Virtualization is key to making networks flexible and data processing faster, better, and highly adaptive with network infrastructure from Core to RAN. You can achieve flexibility in deploying 5G services on commercial off-the-shelf (COTS) systems.

However, 5G networks bring support for ultra-low latency, high-bandwidth applications, and scalable networks with network slicing and software defined networking (SDN). 5G networks, especially virtualized RAN (vRAN), require both performance based on fast data processing and flexibility by virtualization at the same time.

*Figure 1. Deployment scenarios for vRAN*

The bottleneck of vRAN is the data processing in the PHY layer. Figure 2 shows the functional block diagram with the Option 7.2x architectural split. The PHY layer converts bits to radio waves in downlink by using various algorithms for scrambling, channel encoding, equalization, rate matching, and the reverse for uplink flow. Fronthaul interfaces with external radio units using the eCPRI protocol to reduce latency and jitter during data transfer.

In the 5G gNB protocol stack, there’s PHY-High in the middle. This layer is broken into the signal processing pipeline comprised of compute intensive functional blocks. — *Figure 2. Functional block diagram with Option 7.2x architectural split*

GPU-based vRAN processing handles massive computations and heavy workloads without compromising on speed.
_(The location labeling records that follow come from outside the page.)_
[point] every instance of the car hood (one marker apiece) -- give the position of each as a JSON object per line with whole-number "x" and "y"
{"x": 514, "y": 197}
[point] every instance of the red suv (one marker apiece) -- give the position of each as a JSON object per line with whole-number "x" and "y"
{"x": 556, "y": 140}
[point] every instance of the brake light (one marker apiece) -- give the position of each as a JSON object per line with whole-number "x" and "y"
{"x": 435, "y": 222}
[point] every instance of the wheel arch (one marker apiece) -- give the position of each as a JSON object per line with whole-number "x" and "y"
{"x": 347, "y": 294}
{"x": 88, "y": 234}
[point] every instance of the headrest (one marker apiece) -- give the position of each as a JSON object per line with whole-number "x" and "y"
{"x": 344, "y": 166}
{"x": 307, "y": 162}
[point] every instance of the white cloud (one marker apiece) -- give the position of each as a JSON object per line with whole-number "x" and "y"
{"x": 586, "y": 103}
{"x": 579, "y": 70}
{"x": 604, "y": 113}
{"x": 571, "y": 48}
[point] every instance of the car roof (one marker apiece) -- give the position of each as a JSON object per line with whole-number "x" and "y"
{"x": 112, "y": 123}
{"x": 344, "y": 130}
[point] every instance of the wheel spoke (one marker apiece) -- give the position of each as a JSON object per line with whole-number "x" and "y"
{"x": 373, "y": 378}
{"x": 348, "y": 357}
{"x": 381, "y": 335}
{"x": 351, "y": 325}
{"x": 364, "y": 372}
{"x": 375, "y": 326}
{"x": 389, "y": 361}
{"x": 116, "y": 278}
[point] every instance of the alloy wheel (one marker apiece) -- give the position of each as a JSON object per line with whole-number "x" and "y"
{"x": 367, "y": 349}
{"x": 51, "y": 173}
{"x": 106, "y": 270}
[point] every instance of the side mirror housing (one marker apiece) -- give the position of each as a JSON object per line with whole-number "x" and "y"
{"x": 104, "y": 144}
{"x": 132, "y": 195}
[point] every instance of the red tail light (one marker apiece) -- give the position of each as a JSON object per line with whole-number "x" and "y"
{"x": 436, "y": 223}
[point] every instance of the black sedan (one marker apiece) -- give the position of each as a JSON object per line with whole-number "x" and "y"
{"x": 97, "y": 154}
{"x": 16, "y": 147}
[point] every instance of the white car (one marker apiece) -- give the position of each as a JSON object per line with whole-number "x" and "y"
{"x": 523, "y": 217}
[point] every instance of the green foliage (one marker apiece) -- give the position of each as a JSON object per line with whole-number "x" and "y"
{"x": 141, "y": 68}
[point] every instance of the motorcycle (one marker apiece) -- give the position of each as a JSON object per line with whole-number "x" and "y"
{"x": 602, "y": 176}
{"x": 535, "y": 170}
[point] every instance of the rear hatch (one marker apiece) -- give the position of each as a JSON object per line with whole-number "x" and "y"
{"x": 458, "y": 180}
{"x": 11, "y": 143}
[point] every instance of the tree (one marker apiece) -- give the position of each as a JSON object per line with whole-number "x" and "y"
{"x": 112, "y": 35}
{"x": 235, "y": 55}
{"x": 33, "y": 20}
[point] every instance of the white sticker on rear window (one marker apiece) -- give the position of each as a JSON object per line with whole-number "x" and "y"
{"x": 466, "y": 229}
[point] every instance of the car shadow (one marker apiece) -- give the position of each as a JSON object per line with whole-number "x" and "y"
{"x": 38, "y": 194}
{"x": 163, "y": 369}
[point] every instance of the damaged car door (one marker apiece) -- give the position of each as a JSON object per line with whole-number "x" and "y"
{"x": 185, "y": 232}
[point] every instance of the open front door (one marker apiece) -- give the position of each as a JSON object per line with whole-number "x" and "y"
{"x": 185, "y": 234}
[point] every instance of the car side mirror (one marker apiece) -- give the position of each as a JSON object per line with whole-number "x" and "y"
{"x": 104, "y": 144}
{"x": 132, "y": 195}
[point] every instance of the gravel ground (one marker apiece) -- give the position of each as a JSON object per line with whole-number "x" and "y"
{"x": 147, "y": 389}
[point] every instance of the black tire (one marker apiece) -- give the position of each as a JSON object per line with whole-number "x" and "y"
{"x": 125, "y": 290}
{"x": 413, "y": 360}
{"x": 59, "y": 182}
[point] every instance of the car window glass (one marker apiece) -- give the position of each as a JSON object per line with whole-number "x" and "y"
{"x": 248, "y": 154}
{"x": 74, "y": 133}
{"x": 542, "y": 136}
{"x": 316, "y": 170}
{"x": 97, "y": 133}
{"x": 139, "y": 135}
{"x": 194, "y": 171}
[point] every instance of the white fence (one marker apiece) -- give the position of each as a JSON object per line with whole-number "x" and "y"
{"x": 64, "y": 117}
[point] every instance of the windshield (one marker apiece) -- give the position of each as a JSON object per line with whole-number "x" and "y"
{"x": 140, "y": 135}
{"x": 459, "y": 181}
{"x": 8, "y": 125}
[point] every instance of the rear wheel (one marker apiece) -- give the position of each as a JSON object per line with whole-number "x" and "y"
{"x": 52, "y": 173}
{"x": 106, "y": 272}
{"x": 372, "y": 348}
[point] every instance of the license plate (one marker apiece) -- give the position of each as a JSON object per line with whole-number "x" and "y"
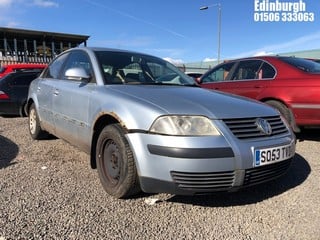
{"x": 275, "y": 154}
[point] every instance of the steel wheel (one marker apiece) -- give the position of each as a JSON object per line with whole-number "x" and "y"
{"x": 115, "y": 163}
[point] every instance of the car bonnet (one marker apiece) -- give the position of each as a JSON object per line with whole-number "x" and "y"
{"x": 184, "y": 100}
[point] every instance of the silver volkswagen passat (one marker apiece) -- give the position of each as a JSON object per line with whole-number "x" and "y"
{"x": 147, "y": 126}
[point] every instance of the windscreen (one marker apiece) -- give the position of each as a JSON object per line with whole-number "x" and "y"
{"x": 134, "y": 68}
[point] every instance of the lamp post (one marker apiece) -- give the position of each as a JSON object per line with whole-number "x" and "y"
{"x": 219, "y": 25}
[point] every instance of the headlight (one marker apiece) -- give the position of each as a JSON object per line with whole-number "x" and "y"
{"x": 184, "y": 125}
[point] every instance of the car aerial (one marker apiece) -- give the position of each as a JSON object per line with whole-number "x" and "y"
{"x": 14, "y": 92}
{"x": 290, "y": 84}
{"x": 6, "y": 69}
{"x": 148, "y": 126}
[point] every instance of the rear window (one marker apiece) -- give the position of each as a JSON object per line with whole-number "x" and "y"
{"x": 303, "y": 64}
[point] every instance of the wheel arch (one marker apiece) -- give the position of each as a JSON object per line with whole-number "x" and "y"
{"x": 27, "y": 106}
{"x": 100, "y": 123}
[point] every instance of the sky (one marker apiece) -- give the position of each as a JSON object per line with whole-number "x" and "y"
{"x": 176, "y": 30}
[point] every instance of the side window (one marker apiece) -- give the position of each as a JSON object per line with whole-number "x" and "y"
{"x": 53, "y": 70}
{"x": 78, "y": 59}
{"x": 247, "y": 70}
{"x": 266, "y": 71}
{"x": 24, "y": 80}
{"x": 218, "y": 74}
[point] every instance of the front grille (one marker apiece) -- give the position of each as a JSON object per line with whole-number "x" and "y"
{"x": 265, "y": 173}
{"x": 204, "y": 182}
{"x": 246, "y": 128}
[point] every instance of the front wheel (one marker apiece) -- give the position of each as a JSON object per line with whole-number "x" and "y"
{"x": 35, "y": 129}
{"x": 115, "y": 163}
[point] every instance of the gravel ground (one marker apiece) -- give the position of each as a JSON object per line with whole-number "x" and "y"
{"x": 48, "y": 191}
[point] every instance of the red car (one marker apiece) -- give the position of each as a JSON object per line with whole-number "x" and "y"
{"x": 290, "y": 84}
{"x": 4, "y": 70}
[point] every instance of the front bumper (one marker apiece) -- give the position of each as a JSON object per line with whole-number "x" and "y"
{"x": 200, "y": 165}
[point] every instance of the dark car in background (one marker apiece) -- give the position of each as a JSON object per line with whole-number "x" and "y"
{"x": 290, "y": 84}
{"x": 14, "y": 91}
{"x": 18, "y": 67}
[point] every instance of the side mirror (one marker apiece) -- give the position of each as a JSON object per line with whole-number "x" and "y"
{"x": 78, "y": 74}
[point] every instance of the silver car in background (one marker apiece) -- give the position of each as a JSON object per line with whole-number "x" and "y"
{"x": 147, "y": 126}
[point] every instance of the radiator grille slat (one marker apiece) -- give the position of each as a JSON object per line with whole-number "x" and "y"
{"x": 265, "y": 173}
{"x": 204, "y": 181}
{"x": 246, "y": 128}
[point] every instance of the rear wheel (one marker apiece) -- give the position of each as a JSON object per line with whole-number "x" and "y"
{"x": 115, "y": 163}
{"x": 35, "y": 129}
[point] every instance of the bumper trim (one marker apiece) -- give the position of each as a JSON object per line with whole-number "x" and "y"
{"x": 223, "y": 152}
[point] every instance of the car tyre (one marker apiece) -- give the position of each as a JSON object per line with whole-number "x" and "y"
{"x": 35, "y": 129}
{"x": 115, "y": 163}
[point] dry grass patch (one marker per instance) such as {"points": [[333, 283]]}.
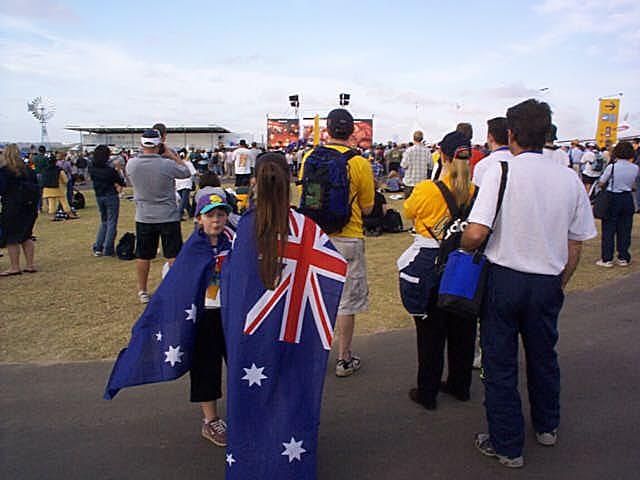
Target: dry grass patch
{"points": [[79, 307]]}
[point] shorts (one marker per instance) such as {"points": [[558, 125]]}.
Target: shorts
{"points": [[148, 235], [243, 179], [208, 351], [355, 294]]}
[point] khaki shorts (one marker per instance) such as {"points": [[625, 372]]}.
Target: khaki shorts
{"points": [[355, 294]]}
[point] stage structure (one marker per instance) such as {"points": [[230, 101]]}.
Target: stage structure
{"points": [[285, 132]]}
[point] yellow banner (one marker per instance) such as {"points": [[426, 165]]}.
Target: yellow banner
{"points": [[607, 133]]}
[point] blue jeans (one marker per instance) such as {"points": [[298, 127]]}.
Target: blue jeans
{"points": [[70, 191], [109, 207], [526, 305], [184, 201]]}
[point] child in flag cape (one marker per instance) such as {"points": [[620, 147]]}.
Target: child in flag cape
{"points": [[180, 329], [212, 213]]}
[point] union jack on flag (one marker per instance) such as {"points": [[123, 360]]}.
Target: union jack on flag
{"points": [[306, 256], [278, 344]]}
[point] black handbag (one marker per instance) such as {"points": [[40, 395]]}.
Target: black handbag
{"points": [[602, 200]]}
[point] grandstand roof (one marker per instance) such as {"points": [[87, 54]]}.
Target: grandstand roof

The NVIDIA Aerial SDK is a cloud-native 5G vRAN solution running on NVIDIA GPUs to bring high performance computing (HPC) and signal processing all in one package.

Motivation for the benchmark of GPU-based vRAN

In addition to high speed and high-capacity communications, 5G technology is expected to offer low-latency transmission, offering more advanced signal processing. Because previous vRAN designs fail to deliver the communication performance anticipated for 5G, validation tests are being carried out with a view to boosting processing speed. SoftBank, along with NVIDIA, has been conducting such validation tests since 2019.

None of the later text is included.